7電力の報告書は一読の価値あり
前回記事(これからの出力制御が分かるエネ庁系統ワーキンググループ議事)の続きです。
今回は、11月12日に開催された「エネ庁系統ワーキンググループ」の本題である7電力の今後の出力制御の見通しについて触れます。
開催資料
http://www.meti.go.jp/shingikai/enecho/shoene_shinene/shin_energy/keito_wg/018.html
この膨大な資料の中に、沖縄電力から北海道電力までの主要3電力を除く今後の見通しが報告されています。
地元の電力管区の資料については、ご一読頂いた方がいいかもしれませんね。
九州電力を例に取りますと電力管区のベースラインが書かれています。
下図のように、このベースライン(電力需要)に供給側の調整限界ライン(赤線)を想定して書き込んであげると、その管区での直近の出力制御タイミングがなんとなく見えてきます。
出力制御について気になっている方は、ここだけでも要チェックですね。
再生可能エネルギーの出力制御見通し
この資料だけ読むのは結構難しく、何度か目を通さないと文意が掴みにくいと思います。
一言で言うと「各電力で現状の状況を踏まえ、10年後の出力制御見通しを再精査しました。」という資料になっています。
それを取りまとめた資料がこちら(資料1-8 各社出力制御見通しの算定結果[事務局])
電力管区の10年後の再エネ接続量を松・竹・梅それぞれ3想定し、電力管区で連系線で域外送電できる量をこれまた松・竹・梅それぞれ3想定しマトリクスにしたものが太陽光がP17~P20、風力はP21~となっています。
これによると
北海道・東北・北陸・四国電力「連系線使えたら数%の出力制御でいけます。連系線使えなかったら30%以上抑制かかります。」
中国電力「連系線使えても10%台の出力制御になるかも・・・。連系線使えなかったら30%ぐらい抑制かかるかも・・・。」
九州電力「連系線止められたら半分以上出力制御かけないとダメです。」
沖縄電力「連系線ないので出力制御不可避です。」
とおっしゃっています。
原発再稼動計画
これら見通しは、「各分野の発電所の供給力を精査」「対策を精査」「10年後の指定ルール接続増分予測」を組み合わせて計算しているんです。
その中で、何すか?これ。
原発が再稼動する前提で計算されてるんですけど。
この前提条件は話の流れからすると経産省側から出ていると思われます。
「これダメですよね?」
※原発欄の赤線内は既に再稼動している原発で、それ以外は今止まっている原発なんです。

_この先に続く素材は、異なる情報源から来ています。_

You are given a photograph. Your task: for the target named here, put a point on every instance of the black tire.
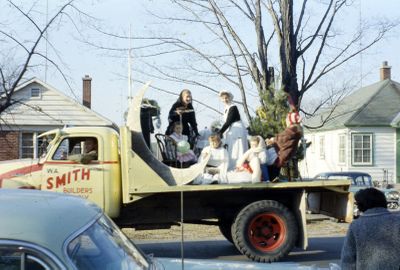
(225, 227)
(265, 231)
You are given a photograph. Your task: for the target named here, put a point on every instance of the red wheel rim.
(267, 232)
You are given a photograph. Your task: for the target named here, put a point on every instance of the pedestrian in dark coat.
(373, 240)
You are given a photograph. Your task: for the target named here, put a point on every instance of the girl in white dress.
(233, 130)
(217, 164)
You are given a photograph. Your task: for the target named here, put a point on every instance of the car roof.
(43, 218)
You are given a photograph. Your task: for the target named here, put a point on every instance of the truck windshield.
(104, 246)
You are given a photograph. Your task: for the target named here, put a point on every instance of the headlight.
(393, 195)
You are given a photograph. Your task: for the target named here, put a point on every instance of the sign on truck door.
(71, 169)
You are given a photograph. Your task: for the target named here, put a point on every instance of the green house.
(360, 133)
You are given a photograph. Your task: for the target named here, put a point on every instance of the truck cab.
(98, 180)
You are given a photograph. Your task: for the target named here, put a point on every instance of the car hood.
(197, 264)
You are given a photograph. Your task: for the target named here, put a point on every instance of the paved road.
(321, 251)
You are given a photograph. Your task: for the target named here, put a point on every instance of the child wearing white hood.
(257, 158)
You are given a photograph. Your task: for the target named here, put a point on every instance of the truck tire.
(225, 227)
(265, 231)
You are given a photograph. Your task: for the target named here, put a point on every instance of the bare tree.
(20, 48)
(244, 42)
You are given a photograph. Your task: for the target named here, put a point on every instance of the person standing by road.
(182, 111)
(373, 240)
(233, 130)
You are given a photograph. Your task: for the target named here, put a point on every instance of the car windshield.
(104, 246)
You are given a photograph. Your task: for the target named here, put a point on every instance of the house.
(362, 133)
(42, 108)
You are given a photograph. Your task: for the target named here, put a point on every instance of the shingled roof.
(374, 105)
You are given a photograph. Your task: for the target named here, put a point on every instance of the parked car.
(360, 180)
(48, 230)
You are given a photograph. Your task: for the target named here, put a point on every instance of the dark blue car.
(360, 180)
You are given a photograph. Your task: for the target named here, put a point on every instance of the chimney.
(385, 71)
(87, 91)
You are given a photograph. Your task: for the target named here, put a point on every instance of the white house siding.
(384, 153)
(313, 163)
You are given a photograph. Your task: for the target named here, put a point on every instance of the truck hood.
(17, 173)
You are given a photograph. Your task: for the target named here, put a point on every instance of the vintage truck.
(263, 220)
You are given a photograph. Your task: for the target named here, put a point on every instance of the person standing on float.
(233, 130)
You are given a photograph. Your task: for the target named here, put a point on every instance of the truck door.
(75, 167)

そもそも、原発再稼動を計算に入れなければ出力制御しなくていいんですよね?10年後でも。
マスコミ各位は「出力制御はじまります!!」みたいに触れ回っておられますが、九州電力の時のようにゴリ押しでそういう空気作るのやめてもらっていいですか?
余剰電力は一体どこへ?
さて、連系線の話が出力制御の話にはつきもののようですが、域外送電した余剰電力は一体どこへ行くのでしょうか?
資料の内容を纏めるとこうです。
これ主要3電力にギガ級の余剰電力を押し付ける計画になっていますが、そもそもこのワーキンググループに主要3電力は参加していないんです。
ここ一体どうなっているんでしょう?
いかに主要3電力と言えど電力の軽負荷期にギガ級の余剰電力がやってきたら捌ききれませんよね。
そうなると主要3電力と言えど無傷ではいられませんよね。
そうなると余剰電力の押し付け合いで、計画値に狂いが生じ全国的に抑制が発生なんてことも考えられますよね。これはまずい。
我々関西電力管区の事業者は安泰なのでしょうか?
関西電力管区の新しい出力制御ルールは対象設備が全設備で、360時間の新ルールなんですよね。
「経過措置として、50kW未満の太陽光と20kW未満風力は、当分の間、新しい出力制御のルールは適用しない。」
つまり、低圧も含め出力制御しないなんて最初から言ってない!!ということなんですね。
一瞬先は出力制御ということで、原発再稼動の計算を除外すると数年は持ちこたえられるような気がしますが、現在「対策」とよばれている連系線の件は「いずれ破綻する策」であると思われます。
ソーラージャーナルVol.27に非常に興味深い記事がありました。
「再エネの達人」という記事で、出力制御についての記事が書かれています。
出力制御の前にやることがないのか?
・関門連系線のアンタッチャブルゾーンを正せ
・出力制御の補償をFITからではなく託送料で広くから徴収せよ
・再エネより先に原発の出力制御を先にせよ。速度を落とせばできるはず
有識者の方はいろいろ妙案をお持ちのようです。
これ、事業者全体で知恵を集めないといけない時期に来ていると思います。
これからも考え続けて行きたいと思います。